Ross is recognized as a pioneer in the exchange-traded fund industry, and during his long career at State Street he helped bring to market such products as the SPDR S&P 500 ETF Trust (SPY) and SPDR Gold Shares (GLD).

Fusion CEO John James is founder and CEO of BetaSmartz, a fintech company serving wealth and asset management firms. The company’s chief financial officer, Jeff Gary, has worked in portfolio management at BlackRock and AIG.

Regarding Fusion’s IPO, each unit consists of one share of Class A common stock and one-half of one redeemable warrant, with each whole warrant exercisable to purchase one share of Class A common stock at a price of $11.50 per share. Only whole warrants will be exercisable.

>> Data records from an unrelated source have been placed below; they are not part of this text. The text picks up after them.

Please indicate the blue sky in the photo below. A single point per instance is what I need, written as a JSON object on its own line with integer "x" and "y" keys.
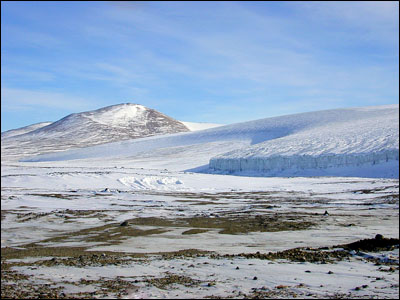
{"x": 218, "y": 62}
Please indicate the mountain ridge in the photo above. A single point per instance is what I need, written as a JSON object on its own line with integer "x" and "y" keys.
{"x": 107, "y": 124}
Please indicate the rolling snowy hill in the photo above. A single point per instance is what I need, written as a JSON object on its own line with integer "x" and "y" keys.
{"x": 105, "y": 125}
{"x": 23, "y": 130}
{"x": 360, "y": 142}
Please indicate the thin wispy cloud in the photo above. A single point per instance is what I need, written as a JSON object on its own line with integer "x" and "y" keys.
{"x": 173, "y": 54}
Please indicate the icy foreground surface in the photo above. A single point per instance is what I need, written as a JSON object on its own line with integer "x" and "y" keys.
{"x": 361, "y": 142}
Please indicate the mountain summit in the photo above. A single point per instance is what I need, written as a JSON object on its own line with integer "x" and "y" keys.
{"x": 108, "y": 124}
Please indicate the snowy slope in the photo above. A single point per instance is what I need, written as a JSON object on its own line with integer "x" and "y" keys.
{"x": 108, "y": 124}
{"x": 342, "y": 142}
{"x": 200, "y": 126}
{"x": 23, "y": 130}
{"x": 371, "y": 136}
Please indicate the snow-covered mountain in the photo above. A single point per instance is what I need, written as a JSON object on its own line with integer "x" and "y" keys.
{"x": 104, "y": 125}
{"x": 23, "y": 130}
{"x": 360, "y": 141}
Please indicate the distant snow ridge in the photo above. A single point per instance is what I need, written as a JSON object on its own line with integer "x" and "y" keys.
{"x": 360, "y": 137}
{"x": 23, "y": 130}
{"x": 360, "y": 142}
{"x": 109, "y": 124}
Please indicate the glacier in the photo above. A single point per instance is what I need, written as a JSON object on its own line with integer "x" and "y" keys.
{"x": 369, "y": 137}
{"x": 357, "y": 142}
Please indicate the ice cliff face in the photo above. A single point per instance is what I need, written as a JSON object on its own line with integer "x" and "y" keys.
{"x": 108, "y": 124}
{"x": 358, "y": 137}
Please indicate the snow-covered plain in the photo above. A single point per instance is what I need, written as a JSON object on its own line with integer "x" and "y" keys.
{"x": 361, "y": 142}
{"x": 68, "y": 206}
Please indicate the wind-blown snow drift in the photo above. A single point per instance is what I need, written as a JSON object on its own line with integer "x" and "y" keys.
{"x": 342, "y": 142}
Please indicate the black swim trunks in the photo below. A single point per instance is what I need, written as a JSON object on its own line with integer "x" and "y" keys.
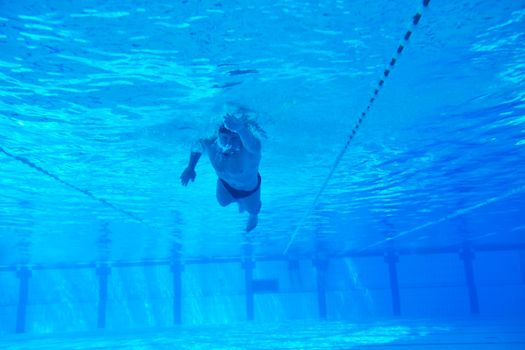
{"x": 239, "y": 194}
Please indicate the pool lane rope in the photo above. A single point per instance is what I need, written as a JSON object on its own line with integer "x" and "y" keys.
{"x": 452, "y": 215}
{"x": 386, "y": 73}
{"x": 76, "y": 188}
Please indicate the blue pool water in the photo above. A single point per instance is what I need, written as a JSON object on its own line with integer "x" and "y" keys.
{"x": 393, "y": 177}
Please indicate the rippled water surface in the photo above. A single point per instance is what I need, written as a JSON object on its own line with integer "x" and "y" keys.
{"x": 100, "y": 103}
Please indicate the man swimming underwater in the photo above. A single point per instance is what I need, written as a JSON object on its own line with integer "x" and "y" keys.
{"x": 235, "y": 154}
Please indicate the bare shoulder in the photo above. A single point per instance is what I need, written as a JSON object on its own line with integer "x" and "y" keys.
{"x": 207, "y": 142}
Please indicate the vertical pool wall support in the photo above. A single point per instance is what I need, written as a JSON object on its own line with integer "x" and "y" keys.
{"x": 391, "y": 258}
{"x": 176, "y": 269}
{"x": 103, "y": 272}
{"x": 248, "y": 265}
{"x": 321, "y": 267}
{"x": 467, "y": 255}
{"x": 23, "y": 275}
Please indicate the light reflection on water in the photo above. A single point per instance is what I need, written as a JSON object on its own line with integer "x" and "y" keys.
{"x": 299, "y": 335}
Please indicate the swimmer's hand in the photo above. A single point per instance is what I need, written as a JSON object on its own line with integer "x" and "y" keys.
{"x": 187, "y": 175}
{"x": 235, "y": 124}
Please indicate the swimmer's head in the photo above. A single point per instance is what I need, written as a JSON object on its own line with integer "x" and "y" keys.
{"x": 228, "y": 141}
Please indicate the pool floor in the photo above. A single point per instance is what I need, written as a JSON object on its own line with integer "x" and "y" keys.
{"x": 393, "y": 334}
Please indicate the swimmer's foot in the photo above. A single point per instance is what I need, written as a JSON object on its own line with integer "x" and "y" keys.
{"x": 241, "y": 208}
{"x": 252, "y": 222}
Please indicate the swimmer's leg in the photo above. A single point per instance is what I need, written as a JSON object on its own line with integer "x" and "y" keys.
{"x": 252, "y": 204}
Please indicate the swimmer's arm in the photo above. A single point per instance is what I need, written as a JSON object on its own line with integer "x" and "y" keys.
{"x": 197, "y": 149}
{"x": 249, "y": 140}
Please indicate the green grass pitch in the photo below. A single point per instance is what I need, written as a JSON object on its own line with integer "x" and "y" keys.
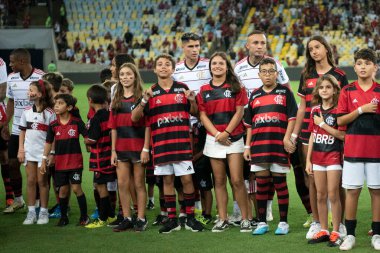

Fusion’s initial trust amount of $305 million could rise to $350 million if the underwriters’ over-allotment option is exercised in full.

For investors in Fusion’s IPO, a successful outcome depends on the company’s ability to make an acquisition and take it public. With SPACs, the clock starts ticking after they go public and they have a set time period to make an acquisition. In the case of Fusion, if it doesn’t make an acquisition within 18 months the money in the trust is returned to the company’s shareholders.

In other words, it’s not a given that Fusion’s stated business goals will come to fruition.

“We've identified a lot of potential targets because not every target we identify will be interested in going public,” Ross said.